StringZilla icon indicating copy to clipboard operation
StringZilla copied to clipboard

Bug: Last elements in `basic_charset` initialization are discarded

Open alexbarev opened this issue 1 year ago • 2 comments

Describe the bug

When initializing a basic_charset with character arrays such as those returned by digits() and others, the last element of the array is incorrectly discarded.

https://github.com/ashvardanian/StringZilla/blob/152ed046701aceae2c3d4c995b0b661a9aa06d95/include/stringzilla/stringzilla.hpp#L192-L195

This is due to the use of count_characters - 1 in the loop that populates the basic_charset bitset. https://github.com/ashvardanian/StringZilla/blob/152ed046701aceae2c3d4c995b0b661a9aa06d95/include/stringzilla/stringzilla.hpp#L283-L289

While this prevents including a null terminator for string literals like sz::char_set("x"), it causes incorrect behavior when handling character arrays that do not have a null terminator, resulting in the exclusion of the final character.

I believe this local block is the full extent of the affected code.

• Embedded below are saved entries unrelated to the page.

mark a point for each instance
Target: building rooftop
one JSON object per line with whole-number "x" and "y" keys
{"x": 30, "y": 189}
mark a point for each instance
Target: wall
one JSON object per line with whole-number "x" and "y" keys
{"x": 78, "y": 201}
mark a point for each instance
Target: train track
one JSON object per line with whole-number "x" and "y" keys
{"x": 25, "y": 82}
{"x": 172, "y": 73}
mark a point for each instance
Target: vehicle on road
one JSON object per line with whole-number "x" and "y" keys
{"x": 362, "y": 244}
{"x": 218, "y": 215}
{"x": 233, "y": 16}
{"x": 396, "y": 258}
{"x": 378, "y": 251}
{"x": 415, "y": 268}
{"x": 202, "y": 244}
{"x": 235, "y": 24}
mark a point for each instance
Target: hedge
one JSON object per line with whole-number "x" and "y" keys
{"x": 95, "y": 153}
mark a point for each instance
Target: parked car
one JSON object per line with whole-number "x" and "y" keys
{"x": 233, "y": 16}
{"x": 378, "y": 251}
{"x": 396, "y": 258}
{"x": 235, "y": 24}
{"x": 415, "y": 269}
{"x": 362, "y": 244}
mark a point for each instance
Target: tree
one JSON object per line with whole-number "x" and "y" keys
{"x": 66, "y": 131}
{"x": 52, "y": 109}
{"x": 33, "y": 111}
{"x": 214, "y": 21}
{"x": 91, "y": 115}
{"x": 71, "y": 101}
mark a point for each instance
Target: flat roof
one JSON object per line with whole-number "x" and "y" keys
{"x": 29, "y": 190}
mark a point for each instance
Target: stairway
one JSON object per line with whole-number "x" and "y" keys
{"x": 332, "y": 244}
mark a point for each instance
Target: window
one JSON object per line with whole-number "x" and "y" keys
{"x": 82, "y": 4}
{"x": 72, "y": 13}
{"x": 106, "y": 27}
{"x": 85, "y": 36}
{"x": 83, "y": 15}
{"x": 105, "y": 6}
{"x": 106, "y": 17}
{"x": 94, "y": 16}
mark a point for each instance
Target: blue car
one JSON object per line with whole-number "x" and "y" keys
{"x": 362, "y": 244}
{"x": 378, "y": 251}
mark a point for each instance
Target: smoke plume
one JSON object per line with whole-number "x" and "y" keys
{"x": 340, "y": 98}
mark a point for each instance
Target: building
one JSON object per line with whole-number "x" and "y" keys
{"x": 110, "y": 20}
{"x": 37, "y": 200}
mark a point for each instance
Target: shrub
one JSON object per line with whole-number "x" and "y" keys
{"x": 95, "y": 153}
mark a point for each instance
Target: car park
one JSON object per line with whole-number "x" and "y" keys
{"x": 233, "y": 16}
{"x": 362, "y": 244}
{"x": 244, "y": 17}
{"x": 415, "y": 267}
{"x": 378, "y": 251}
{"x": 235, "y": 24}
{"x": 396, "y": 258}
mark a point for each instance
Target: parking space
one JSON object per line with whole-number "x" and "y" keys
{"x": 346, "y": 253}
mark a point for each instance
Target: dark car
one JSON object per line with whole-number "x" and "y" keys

https://github.com/ashvardanian/StringZilla/blob/152ed046701aceae2c3d4c995b0b661a9aa06d95/include/stringzilla/stringzilla.hpp#L330-L341

Steps to reproduce

#include "stringzilla/stringzilla.hpp"

namespace sz = ashvardanian::stringzilla;

int main() {
        sz::string haystack = "239";

        // Test with null-terminated string
        assert(haystack.contains_only(sz::char_set("0123456789")));
        // Passes: null terminator is correctly discarded

        // Test with initializer list
        static std::initializer_list all = {'0', '1', '2', '3', '4', '5', '6', '7', '8', '9'};
        assert (haystack.contains_only(sz::char_set {all}));
        // Passes: constructor for initializer list is called

        // Test with carray
        sz::carray<10> all_digits = {'0', '1', '2', '3', '4', '5', '6', '7', '8', '9'};
        assert(haystack.contains_only(sz::char_set {all_digits}));
        assert(haystack.is_digit());
        // Fails: '9' is incorrectly discarded
}

Expected behavior

No asserts

StringZilla version

v3.11.0

Operating System

Ubuntu 22.04.5

Hardware architecture

x86

Which interface are you using?

C++ bindings

Contact Details

No response

Are you open to being tagged as a contributor?

  • [X] I am open to being mentioned in the project .git history as a contributor

Is there an existing issue for this?

  • [X] I have searched the existing issues

Code of Conduct

  • [X] I agree to follow this project's Code of Conduct

alexbarev avatar Dec 06 '24 23:12 alexbarev

I will be able to write fix and add tests tomorrow

Proposed Fix

  1. Using carray with Null Terminator
inline carray<11> const &digits() noexcept { 
    static carray<11> const all = {'0', '1', '2', '3', '4', '5', '6', '7', '8', '9', '\0'}; 
    return all;
}
  1. Using std::initializer_list<char>
inline auto const &digits() noexcept {
    static std::initializer_list all = {'0', '1', '2', '3', '4', '5', '6', '7', '8', '9'};
    return all;
}

Then the constructor for the initializer list will be called here: https://github.com/ashvardanian/StringZilla/blob/152ed046701aceae2c3d4c995b0b661a9aa06d95/include/stringzilla/stringzilla.hpp#L335-L335

alexbarev avatar Dec 07 '24 00:12 alexbarev

Thank you @alexbarev! Let's start with tests, and later merge a patch.

ashvardanian avatar Dec 07 '24 09:12 ashvardanian